The Kariba Magistrate’s Court has just concluded the case of four (4) people arrested in possession of seven (7) elephant tusks and two (2) illegal guns – a .450 hunting rifle and a .303 rifle. These four were arrested in the Sebungwe area in the Matusadona National Park. Both the Matusadona Anti Poaching Project (MAPP) and Bumi Hills Anti-Poaching Unit (BHAPU) played crucial roles in the arrest of the notorious, well-connected gang. MAPP reported that there were attempts to let them off easily because of this supposed connection.
Accordingly, the MAPP was exasperated when the Kariba Magistrate’s Court postponed hearing the case on Tuesday, 17 November 2015 due to the lack of a Tonga interpreter who was needed. The trial has since been concluded and the accused were sentenced as follows, according to MAPP’s Facebook page:
Accused 1: 9 years for illegal hunting and 4 years for an illegal firearm. One year was suspended; Accused 2 was sentenced to 9 years with hard labour for illegal hunting; Accused 3 suffered the same fate as Accused 1 whilst Accused 4, who was an accomplice to the crimes, got a 15-months wholly suspended sentence.
This case, recorded by the Zimbabwe Republic Police under Siakobvu CR21/10/2015, shows the growing threat to elephants in Kariba and surrounding safari areas. Matusadona National Park in northern Zimbabwe is one of the few places in Africa where great numbers of elephants still roam.

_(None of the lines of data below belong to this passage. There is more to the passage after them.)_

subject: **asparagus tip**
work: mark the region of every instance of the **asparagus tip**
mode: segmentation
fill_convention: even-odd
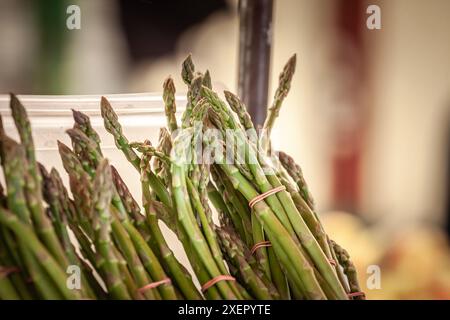
[[[187,85],[191,84],[192,78],[194,77],[194,70],[195,67],[192,62],[192,54],[189,53],[186,59],[184,59],[181,68],[181,78],[183,78],[184,83]]]
[[[175,93],[175,84],[171,76],[168,76],[167,79],[164,81],[163,89],[164,89],[164,96],[166,96],[167,93],[171,94]]]
[[[17,98],[17,96],[12,92],[9,93],[9,99],[10,99],[11,105],[20,103],[19,98]]]
[[[13,117],[22,118],[22,120],[26,120],[27,119],[26,111],[24,106],[20,102],[19,98],[17,98],[17,96],[12,92],[9,93],[9,96],[10,96],[9,106],[13,113]]]
[[[86,123],[89,121],[89,117],[85,115],[83,112],[75,109],[70,110],[72,111],[72,116],[76,123]]]
[[[297,54],[291,56],[283,68],[283,71],[280,74],[280,84],[289,85],[292,76],[295,73],[295,66],[297,64]]]
[[[103,112],[103,109],[111,109],[111,104],[109,103],[108,99],[106,99],[105,96],[102,96],[100,98],[100,106],[101,106],[101,110]]]
[[[70,148],[62,141],[56,140],[56,143],[58,144],[58,151],[59,153],[65,153],[67,151],[71,151]]]

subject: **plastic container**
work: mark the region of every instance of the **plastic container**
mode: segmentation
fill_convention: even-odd
[[[160,94],[123,94],[105,95],[110,101],[122,124],[123,131],[130,141],[149,139],[153,144],[158,141],[161,127],[166,125],[164,104]],[[114,139],[103,126],[100,114],[101,96],[27,96],[18,98],[25,106],[33,128],[33,137],[38,160],[47,169],[55,167],[64,179],[67,179],[58,154],[57,140],[71,146],[65,131],[73,126],[71,109],[87,114],[92,126],[101,139],[104,156],[116,166],[129,188],[140,199],[138,172],[127,162],[124,155],[117,150]],[[186,105],[186,96],[176,97],[178,113]],[[5,131],[18,139],[9,108],[9,95],[0,95],[0,114],[3,117]],[[67,181],[67,180],[65,180]]]
[[[153,144],[158,142],[159,129],[166,126],[164,104],[161,94],[123,94],[105,95],[110,101],[122,124],[123,132],[130,141],[149,139]],[[126,160],[114,144],[112,135],[103,126],[100,114],[100,95],[86,96],[27,96],[18,98],[25,106],[33,128],[36,157],[47,169],[55,167],[66,186],[68,177],[62,166],[58,153],[57,140],[71,146],[65,131],[73,126],[71,109],[87,114],[92,126],[101,139],[101,147],[105,157],[110,160],[127,183],[135,199],[141,202],[141,185],[139,173]],[[6,133],[19,139],[9,108],[9,95],[0,95],[0,114]],[[181,115],[186,105],[186,96],[177,95],[177,115]],[[1,175],[3,182],[3,174]],[[174,254],[188,267],[188,260],[176,236],[162,225],[166,239]]]

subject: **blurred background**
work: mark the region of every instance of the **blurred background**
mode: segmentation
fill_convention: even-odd
[[[450,299],[450,2],[274,0],[270,26],[269,102],[297,54],[274,146],[302,166],[368,298]],[[168,75],[183,93],[189,53],[216,88],[238,87],[237,0],[1,0],[0,43],[0,94],[161,92]]]

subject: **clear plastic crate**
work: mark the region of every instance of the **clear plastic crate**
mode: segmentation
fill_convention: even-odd
[[[161,94],[105,95],[119,117],[123,131],[130,141],[149,139],[156,144],[161,127],[166,125]],[[73,126],[71,109],[87,114],[101,139],[104,156],[116,166],[133,194],[140,196],[139,174],[117,150],[112,135],[103,126],[100,114],[100,95],[80,96],[31,96],[19,95],[25,106],[33,128],[33,137],[38,161],[47,169],[55,167],[66,179],[58,154],[57,140],[71,146],[65,131]],[[180,114],[186,105],[186,96],[176,97]],[[18,134],[9,108],[9,95],[0,95],[0,114],[6,133],[14,139]],[[67,180],[65,180],[67,181]]]
[[[153,144],[158,142],[159,129],[166,126],[161,94],[113,94],[105,95],[105,97],[117,113],[123,132],[130,141],[149,139]],[[66,186],[68,186],[68,177],[58,153],[57,141],[60,140],[71,146],[70,138],[65,131],[72,128],[74,121],[71,109],[76,109],[90,117],[93,128],[100,136],[104,156],[117,168],[135,199],[139,203],[141,202],[139,173],[117,149],[112,135],[104,128],[100,113],[100,95],[19,95],[18,98],[25,106],[30,118],[38,161],[48,170],[55,167]],[[0,114],[6,133],[18,140],[19,136],[11,117],[9,100],[9,95],[0,95]],[[177,115],[180,116],[186,105],[186,95],[177,95],[176,104]],[[1,180],[3,183],[3,174]],[[189,268],[187,257],[178,239],[165,225],[161,226],[174,254]]]

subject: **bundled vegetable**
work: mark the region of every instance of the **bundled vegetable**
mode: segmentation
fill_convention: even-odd
[[[260,138],[245,105],[228,91],[222,100],[190,56],[180,123],[175,86],[164,82],[168,125],[156,146],[130,142],[102,98],[104,126],[140,174],[139,200],[103,157],[89,118],[75,110],[71,147],[58,142],[69,193],[56,169],[36,161],[25,108],[11,95],[20,143],[1,127],[0,299],[363,299],[300,167],[272,152],[270,132],[295,63],[293,56],[280,75]],[[180,240],[194,274],[175,257],[161,223]]]

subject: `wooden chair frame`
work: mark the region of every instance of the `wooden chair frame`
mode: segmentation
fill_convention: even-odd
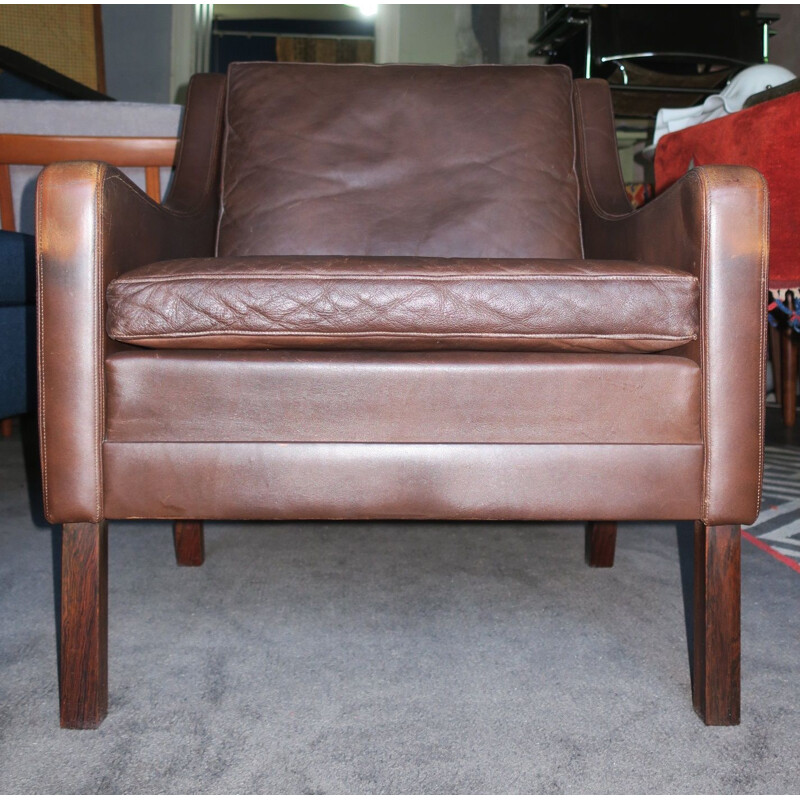
[[[178,140],[172,136],[38,136],[0,134],[0,224],[15,231],[11,167],[46,167],[56,161],[105,161],[115,167],[144,167],[145,191],[161,202],[162,167],[173,167]]]

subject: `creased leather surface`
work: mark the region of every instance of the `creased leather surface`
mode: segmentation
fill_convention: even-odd
[[[129,348],[106,381],[114,442],[702,441],[700,368],[668,355]]]
[[[700,336],[676,353],[700,364],[703,376],[701,519],[708,525],[749,524],[758,515],[764,444],[764,179],[748,167],[699,167],[626,213],[619,182],[612,181],[616,149],[609,137],[595,135],[611,124],[608,85],[576,81],[575,107],[587,257],[656,258],[700,279]]]
[[[579,258],[561,66],[233,64],[220,255]]]
[[[103,445],[110,519],[694,519],[703,447]]]
[[[107,329],[151,347],[653,352],[696,335],[698,293],[626,262],[189,259],[113,281]]]

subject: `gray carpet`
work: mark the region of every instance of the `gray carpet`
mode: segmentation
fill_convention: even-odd
[[[0,791],[800,791],[800,575],[743,543],[743,723],[692,711],[680,550],[555,524],[110,526],[110,713],[58,728],[51,532],[0,441]],[[682,548],[679,548],[679,543]]]

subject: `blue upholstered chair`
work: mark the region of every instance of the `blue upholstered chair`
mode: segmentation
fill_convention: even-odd
[[[36,406],[35,250],[33,236],[0,231],[0,420]]]

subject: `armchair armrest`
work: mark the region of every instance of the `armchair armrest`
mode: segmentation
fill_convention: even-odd
[[[195,79],[174,188],[159,205],[118,169],[65,162],[37,186],[39,416],[50,522],[103,518],[105,291],[115,276],[214,252],[224,78]]]
[[[752,522],[763,459],[766,183],[749,167],[701,167],[630,211],[604,82],[577,81],[575,109],[586,257],[663,264],[700,279],[700,337],[683,354],[703,376],[703,521]]]

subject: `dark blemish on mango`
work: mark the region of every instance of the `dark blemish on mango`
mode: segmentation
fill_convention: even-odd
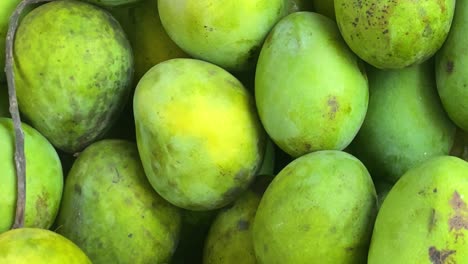
[[[434,188],[434,190],[432,190],[433,193],[437,193],[437,188]]]
[[[35,225],[40,225],[40,221],[44,221],[49,219],[49,210],[47,208],[47,204],[49,201],[49,194],[47,192],[42,192],[36,200],[36,223]]]
[[[78,194],[78,195],[81,195],[81,186],[78,185],[78,184],[75,184],[73,186],[73,189],[75,190],[75,192]]]
[[[434,246],[429,248],[429,259],[432,264],[445,264],[447,258],[455,254],[455,250],[437,250]]]
[[[115,174],[114,174],[114,177],[112,177],[112,183],[118,183],[120,181],[120,178],[122,178],[120,176],[120,173],[119,171],[117,170],[117,168],[114,167],[114,170],[115,170]]]
[[[224,201],[230,201],[233,200],[234,198],[237,197],[237,195],[242,192],[242,188],[235,186],[229,188],[224,194],[223,194],[223,200]]]
[[[468,207],[457,191],[453,193],[450,206],[454,210],[454,215],[449,219],[450,231],[468,230]]]
[[[246,221],[244,219],[241,219],[237,222],[237,230],[239,231],[245,231],[249,229],[250,223],[249,221]]]
[[[447,61],[447,73],[450,74],[453,72],[453,61]]]
[[[345,250],[348,251],[348,252],[350,252],[350,251],[353,251],[354,248],[353,248],[353,247],[345,247]]]
[[[263,251],[268,252],[268,245],[267,244],[263,244]]]
[[[424,27],[424,31],[423,31],[422,36],[425,37],[425,38],[428,38],[428,37],[432,36],[432,28],[431,28],[430,23],[427,23],[426,27]]]
[[[132,233],[128,234],[128,238],[132,238],[132,237],[133,237]]]
[[[330,107],[330,111],[328,112],[329,119],[335,119],[336,112],[338,112],[338,109],[340,108],[340,104],[336,100],[336,96],[330,96],[327,104]]]
[[[387,33],[388,33],[388,29],[382,31],[382,34],[384,34],[384,35],[387,34]]]

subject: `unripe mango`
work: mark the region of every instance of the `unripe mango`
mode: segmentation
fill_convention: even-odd
[[[468,162],[439,156],[406,172],[377,215],[369,264],[467,263]]]
[[[258,263],[365,263],[377,195],[364,165],[336,150],[306,154],[272,181],[258,206]]]
[[[146,175],[169,202],[221,208],[254,179],[265,133],[253,97],[226,70],[196,59],[162,62],[141,78],[133,108]]]
[[[455,0],[335,0],[336,21],[349,47],[379,69],[419,64],[442,46]]]
[[[364,121],[367,77],[334,21],[296,12],[262,47],[255,99],[268,135],[289,155],[342,150]]]
[[[436,54],[437,90],[452,121],[468,133],[468,1],[456,4],[452,28]]]

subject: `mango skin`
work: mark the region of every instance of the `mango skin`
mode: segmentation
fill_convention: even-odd
[[[206,238],[204,264],[257,263],[251,230],[260,198],[247,190],[216,216]]]
[[[437,52],[437,91],[450,119],[468,133],[468,3],[457,1],[452,28]]]
[[[158,264],[174,253],[181,219],[151,188],[136,144],[102,140],[73,164],[57,226],[95,264]]]
[[[296,12],[262,47],[255,99],[266,132],[289,155],[342,150],[364,121],[367,77],[331,19]]]
[[[346,43],[379,69],[405,68],[432,57],[447,37],[455,10],[455,0],[335,0],[334,5]]]
[[[158,0],[161,22],[192,57],[229,71],[254,66],[263,40],[289,0]]]
[[[15,264],[91,264],[67,238],[47,229],[19,228],[0,234],[0,262]]]
[[[146,176],[189,210],[221,208],[247,189],[265,153],[254,99],[209,62],[171,59],[141,78],[133,99]]]
[[[119,23],[91,4],[35,8],[19,25],[15,60],[20,111],[65,152],[99,139],[129,96],[130,44]]]
[[[449,154],[456,128],[437,96],[433,66],[368,67],[369,109],[353,148],[376,179],[394,183],[417,164]]]
[[[8,101],[8,88],[0,84],[0,117],[10,117],[10,102]]]
[[[253,223],[258,263],[365,263],[377,195],[364,165],[336,150],[288,164]],[[298,217],[300,216],[300,217]]]
[[[21,0],[3,0],[0,2],[0,82],[6,81],[5,75],[5,43],[10,16]]]
[[[368,263],[466,263],[467,197],[467,162],[439,156],[412,168],[380,208]]]
[[[62,199],[63,173],[54,147],[37,130],[23,123],[26,157],[25,227],[50,228]],[[0,118],[0,233],[12,226],[17,180],[13,121]],[[0,261],[0,263],[2,263]]]
[[[189,57],[164,30],[156,0],[109,9],[120,22],[132,45],[135,86],[154,65],[173,58]]]

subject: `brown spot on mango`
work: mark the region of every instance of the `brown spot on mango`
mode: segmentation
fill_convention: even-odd
[[[429,259],[432,264],[445,264],[448,263],[447,259],[450,255],[455,254],[455,250],[437,250],[434,246],[429,248]]]
[[[453,216],[449,219],[450,231],[468,230],[468,207],[457,191],[453,193],[450,206],[454,210]]]

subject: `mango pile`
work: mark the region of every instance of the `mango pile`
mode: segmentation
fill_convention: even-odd
[[[467,1],[33,2],[0,263],[468,263]]]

The 404 square-mile wilderness adjacent to Lake Kariba forms part of a remarkable Tusker gene pool that is linked to Zimbabwe’s Mana Pools and Hwange National Parks.
The area is largely inaccessible, with a rugged mountain range on one side and the lake on the other; so in the past Matusadona has been relatively free from poachers. As human pressure from surrounding areas intensifies, the wildlife is increasingly being targeted.
The national park is named after the Matuzviadonha Hills – a marvellous combination of flat plains and rugged mountain country. Matuzviadonha means falling dung in the local Kore-Kore dialect – a description of the dung balls that litter the mountain side from the elephants struggling their way up the slopes. Now they struggle even to survive. Where is our humanity?
Fortunately, the government has decided to take action. Read this article in The Herald: www.herald.co.zw/state-deploys-troops-to-parks/.
Poaching, however, remains a protected vocation for the “important” class. We are quick to parade and humiliate the common criminals – everyday fathers, brothers, men, women, mothers and sisters who are only responding to the prevailing economic situation. On the other hand, we protect “important” poachers. When investigative journalists attempt to expose these, they are jailed, as The Sunday Mail journalists found out recently. There lies the untold story of poaching – the people who fuel it are untouchable and even disguise themselves as wildlife conservation heroes and heroines.